Covenant standards drop

In May, a court ruling in the US overturned a risk retention requirement introduced under the Dodd-Frank Act. The ‘skin in the game’ rules required CLO managers to hold 5% of their deal to align their interests with those of the investors.

Moody’s describes the move as credit neutral. “More players in the market will potentially increase competition for leveraged loans, which in turn could lead to a further erosion of already weakening underwriting standards,” the ratings agency says in its Q2 2018 update on the US CLO market. “At the same time, competition for leveraged loans could improve borrowers’ ability to refinance and reduce their near-term default pressure.”

Covenant standards have been dropping for the past couple of years, according to Architas investment manager Mayank Markanday. “There’s been huge amount of issuance of covenant-lite loans. CLOs are effectively using the same loans but securitising them,” he says. “It’s not a problem at the moment but we are seeing corporate profitability and corporates generally in good shape. Because there is so much demand for yield from investors out there it acts as an incentive for issuance of lower-rated CLO tranches, below investment grade, which is where the risk is.

“If you start to see problems in the economy, corporates defaulting as they are not able to fulfil the loan requirements, it will be felt in these lower tranches. That’s just the way this securitisation works.” In Europe, documentation weakened in the first quarter and spreads tightened in response to strong demand, but that reversed in Q2 and Q3, according to Teeuwen.

Red flags for DFMs

Seneca and Quilter Investors have CLO exposure but others are more cautious. Architas sold out of its position in the Fair Oaks Income Fund in Q1. “It was a decision we took to reduce risk. We did pretty well out of that strategy,” Markanday says. Its main exposure to CLOs is now through the Twentyfour Income Fund, which invests in other types of debt securities, such as high-yield, mortgage-backed and asset-backed. Falling interest rates or rising default rates could be bad news for the asset class.

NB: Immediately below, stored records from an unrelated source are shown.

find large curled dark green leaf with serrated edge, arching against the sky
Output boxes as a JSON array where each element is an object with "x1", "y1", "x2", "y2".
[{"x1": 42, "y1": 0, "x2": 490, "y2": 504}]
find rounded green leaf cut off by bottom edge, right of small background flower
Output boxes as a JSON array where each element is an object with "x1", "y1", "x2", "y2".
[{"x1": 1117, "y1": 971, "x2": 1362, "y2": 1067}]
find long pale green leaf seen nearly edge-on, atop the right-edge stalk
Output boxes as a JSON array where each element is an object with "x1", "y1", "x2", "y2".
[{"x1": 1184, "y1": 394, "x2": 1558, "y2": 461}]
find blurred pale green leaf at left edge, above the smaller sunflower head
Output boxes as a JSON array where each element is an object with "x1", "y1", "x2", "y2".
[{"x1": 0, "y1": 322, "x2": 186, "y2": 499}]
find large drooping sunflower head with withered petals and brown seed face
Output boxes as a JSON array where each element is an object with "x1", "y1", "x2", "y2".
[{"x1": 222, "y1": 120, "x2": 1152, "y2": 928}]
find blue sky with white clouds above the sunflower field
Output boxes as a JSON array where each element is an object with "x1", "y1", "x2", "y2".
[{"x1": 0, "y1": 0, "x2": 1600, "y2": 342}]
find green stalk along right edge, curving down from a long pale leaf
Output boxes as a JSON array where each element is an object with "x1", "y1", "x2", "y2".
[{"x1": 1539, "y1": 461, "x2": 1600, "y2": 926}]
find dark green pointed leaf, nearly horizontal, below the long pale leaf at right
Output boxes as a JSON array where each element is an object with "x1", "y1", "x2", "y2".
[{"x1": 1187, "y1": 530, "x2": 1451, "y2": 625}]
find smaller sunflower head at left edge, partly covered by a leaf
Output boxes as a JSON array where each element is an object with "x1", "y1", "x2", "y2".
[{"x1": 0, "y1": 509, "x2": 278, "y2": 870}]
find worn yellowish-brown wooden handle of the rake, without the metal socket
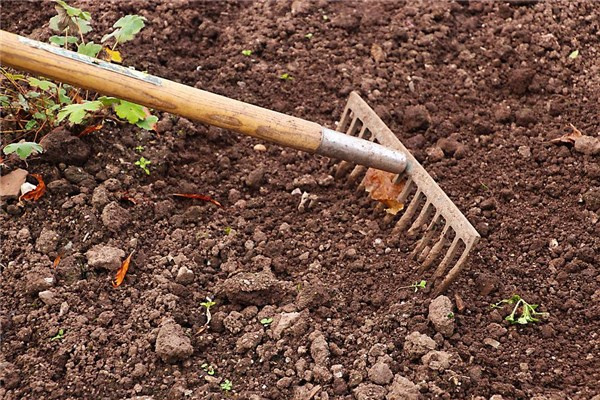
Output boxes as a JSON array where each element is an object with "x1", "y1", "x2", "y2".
[{"x1": 0, "y1": 31, "x2": 321, "y2": 153}]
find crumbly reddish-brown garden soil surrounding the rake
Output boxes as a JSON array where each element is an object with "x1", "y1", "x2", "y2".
[{"x1": 0, "y1": 0, "x2": 600, "y2": 400}]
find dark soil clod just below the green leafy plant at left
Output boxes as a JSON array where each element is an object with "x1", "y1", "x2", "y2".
[{"x1": 40, "y1": 127, "x2": 91, "y2": 165}]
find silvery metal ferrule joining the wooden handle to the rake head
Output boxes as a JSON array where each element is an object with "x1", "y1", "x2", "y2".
[{"x1": 316, "y1": 128, "x2": 406, "y2": 174}]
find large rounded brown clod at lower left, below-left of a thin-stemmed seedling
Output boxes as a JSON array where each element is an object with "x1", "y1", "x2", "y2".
[{"x1": 155, "y1": 318, "x2": 194, "y2": 364}]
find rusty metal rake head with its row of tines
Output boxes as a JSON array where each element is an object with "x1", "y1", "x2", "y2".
[{"x1": 336, "y1": 92, "x2": 480, "y2": 295}]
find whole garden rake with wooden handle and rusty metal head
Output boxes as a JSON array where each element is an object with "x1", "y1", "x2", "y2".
[{"x1": 0, "y1": 31, "x2": 479, "y2": 294}]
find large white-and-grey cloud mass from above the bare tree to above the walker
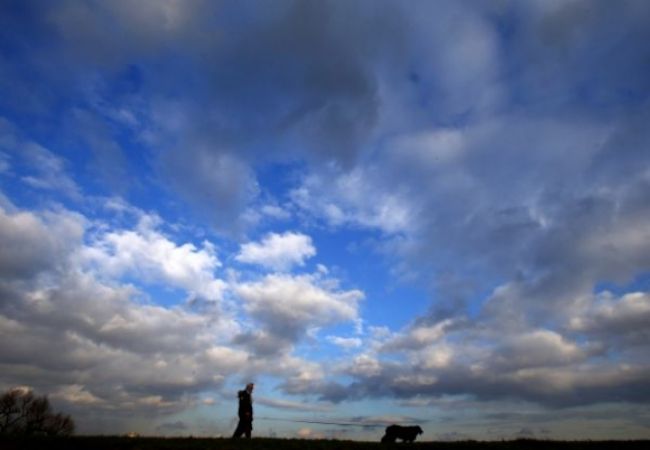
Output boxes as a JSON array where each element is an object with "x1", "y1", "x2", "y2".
[{"x1": 0, "y1": 200, "x2": 370, "y2": 430}]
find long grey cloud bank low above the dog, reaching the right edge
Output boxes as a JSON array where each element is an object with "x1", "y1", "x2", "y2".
[{"x1": 300, "y1": 284, "x2": 650, "y2": 407}]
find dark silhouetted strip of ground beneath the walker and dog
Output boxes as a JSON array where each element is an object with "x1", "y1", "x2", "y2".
[{"x1": 0, "y1": 436, "x2": 650, "y2": 450}]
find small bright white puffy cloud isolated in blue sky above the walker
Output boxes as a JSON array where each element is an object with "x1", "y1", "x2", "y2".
[{"x1": 235, "y1": 231, "x2": 316, "y2": 271}]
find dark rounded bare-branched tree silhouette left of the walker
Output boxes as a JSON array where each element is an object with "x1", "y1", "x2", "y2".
[{"x1": 0, "y1": 389, "x2": 74, "y2": 436}]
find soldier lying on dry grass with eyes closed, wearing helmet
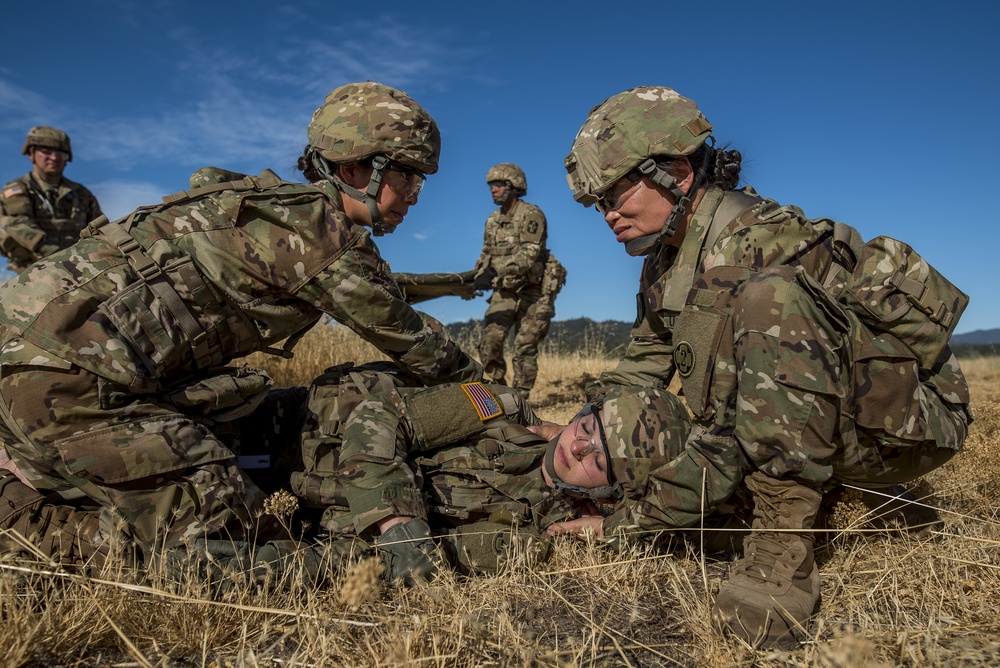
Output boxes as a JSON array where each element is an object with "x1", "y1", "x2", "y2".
[{"x1": 291, "y1": 364, "x2": 689, "y2": 583}]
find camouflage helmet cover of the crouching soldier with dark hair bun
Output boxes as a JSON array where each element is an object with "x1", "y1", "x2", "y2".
[{"x1": 565, "y1": 86, "x2": 712, "y2": 206}]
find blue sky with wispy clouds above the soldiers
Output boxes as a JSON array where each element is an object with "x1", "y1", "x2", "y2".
[{"x1": 0, "y1": 0, "x2": 1000, "y2": 332}]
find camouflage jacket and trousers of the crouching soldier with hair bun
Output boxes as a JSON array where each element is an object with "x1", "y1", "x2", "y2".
[{"x1": 592, "y1": 187, "x2": 971, "y2": 535}]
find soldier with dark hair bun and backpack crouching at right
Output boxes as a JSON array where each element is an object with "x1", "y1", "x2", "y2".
[{"x1": 562, "y1": 86, "x2": 971, "y2": 648}]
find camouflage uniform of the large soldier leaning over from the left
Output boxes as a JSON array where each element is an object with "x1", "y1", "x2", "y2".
[{"x1": 0, "y1": 172, "x2": 481, "y2": 546}]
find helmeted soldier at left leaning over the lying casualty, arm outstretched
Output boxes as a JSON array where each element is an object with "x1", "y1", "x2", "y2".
[{"x1": 0, "y1": 82, "x2": 482, "y2": 576}]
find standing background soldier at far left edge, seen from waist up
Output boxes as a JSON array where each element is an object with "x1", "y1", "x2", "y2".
[{"x1": 0, "y1": 126, "x2": 101, "y2": 273}]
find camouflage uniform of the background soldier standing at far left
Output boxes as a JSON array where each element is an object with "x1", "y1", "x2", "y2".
[{"x1": 0, "y1": 173, "x2": 101, "y2": 273}]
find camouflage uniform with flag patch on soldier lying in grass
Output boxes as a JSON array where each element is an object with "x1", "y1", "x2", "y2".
[{"x1": 292, "y1": 368, "x2": 573, "y2": 538}]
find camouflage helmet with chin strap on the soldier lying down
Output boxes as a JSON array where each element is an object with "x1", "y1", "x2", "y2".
[{"x1": 543, "y1": 386, "x2": 691, "y2": 501}]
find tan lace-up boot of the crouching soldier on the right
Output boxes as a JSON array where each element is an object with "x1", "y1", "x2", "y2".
[{"x1": 712, "y1": 472, "x2": 822, "y2": 650}]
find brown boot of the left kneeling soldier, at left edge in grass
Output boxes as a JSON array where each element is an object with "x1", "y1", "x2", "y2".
[{"x1": 0, "y1": 469, "x2": 109, "y2": 568}]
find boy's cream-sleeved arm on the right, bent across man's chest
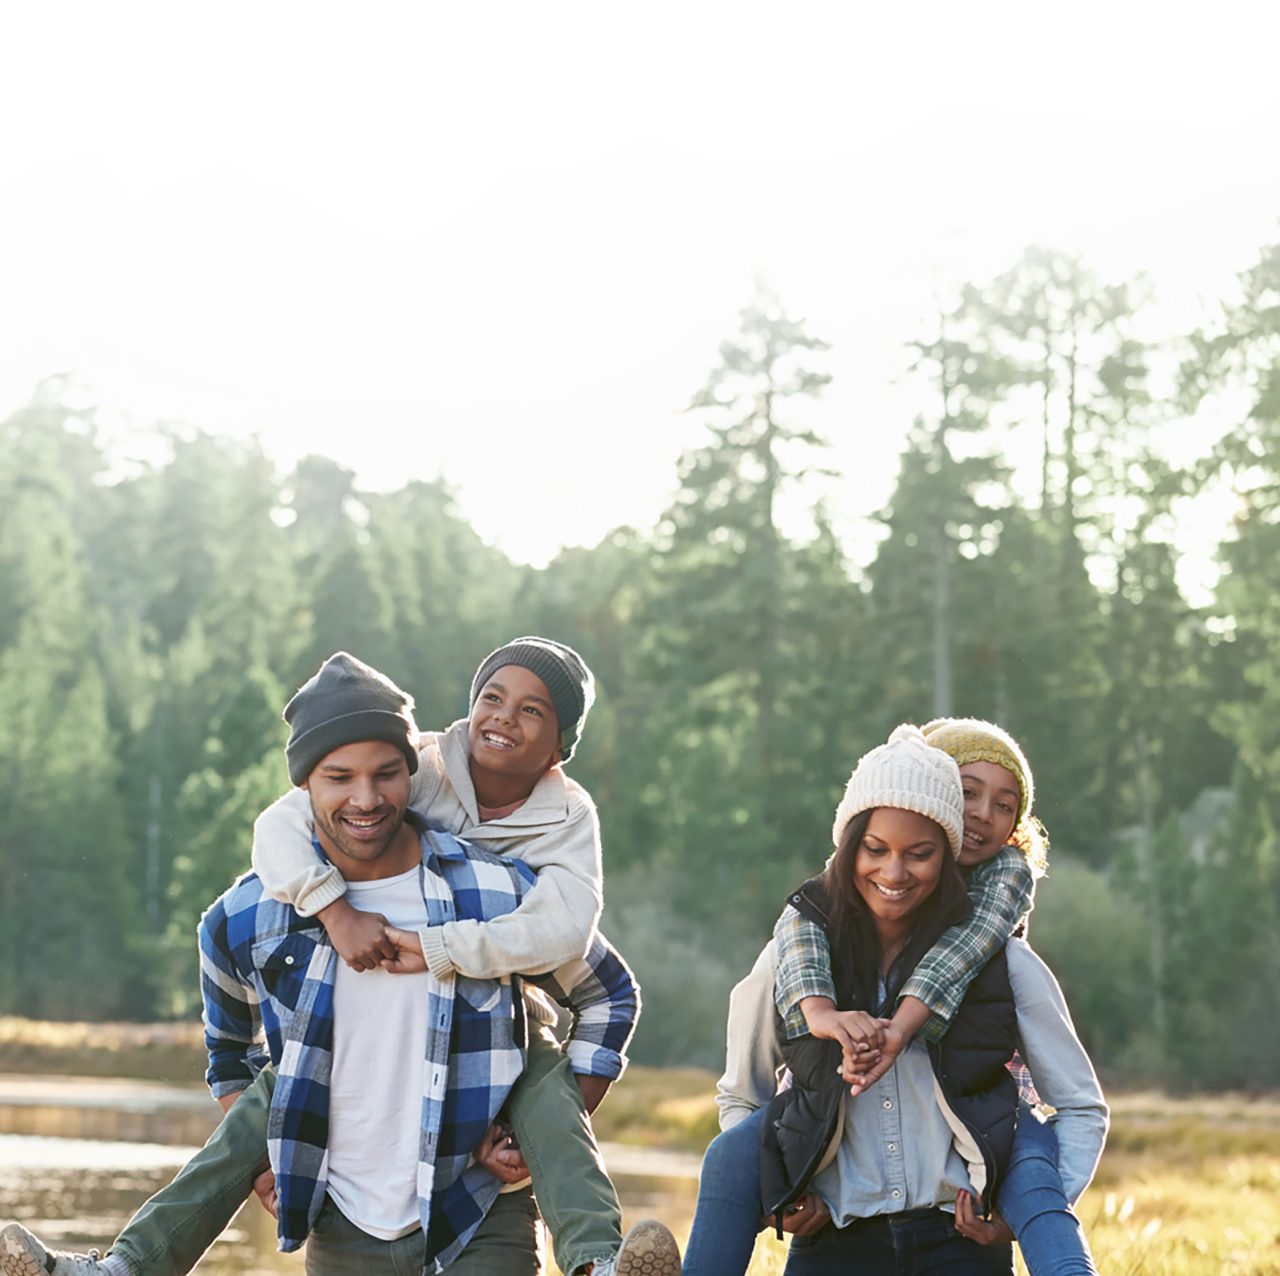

“You can envision a situation in the future where interest rates start to rise while the economy slows down. Some of these corporates that are highly levered could be in trouble and start to default,” he says. However, particularly in the US where most loans originate, he does not expect this situation anytime soon.

The multi-manager team at BMO Gam holds no direct exposure to CLO investments but many underlying funds are invested in the space, including Legg Mason WA Structured Opps and the Twentyfour Dynamic and Monument Bond funds. Investment manager Kelly Prior has noticed a sharp increase in funding from the loans versus the bond market in recent years. “This alone is not a bad thing as long as the terms within the loans and CLOs remain suitably tight,” she says, “and this is where the red flags are perhaps being waved by the naysayers at the moment.

“There are several layers of risk that need to be monitored: the quality of the loans, the quality of the CLO structure and the quality of the CLO manager. It is the first of these that has seen a marked deterioration and what makes us slightly wary of the sector at this point in the cycle.”

However, according to Hasler, it is a much wider asset class than people perceive it to be. She says: “The higher-quality tranches would be much lower risk and lower return than high yield, whereas the lower-rated tranches can rival equity returns at times. It’s a vast scale and that’s the bit people tend to miss.”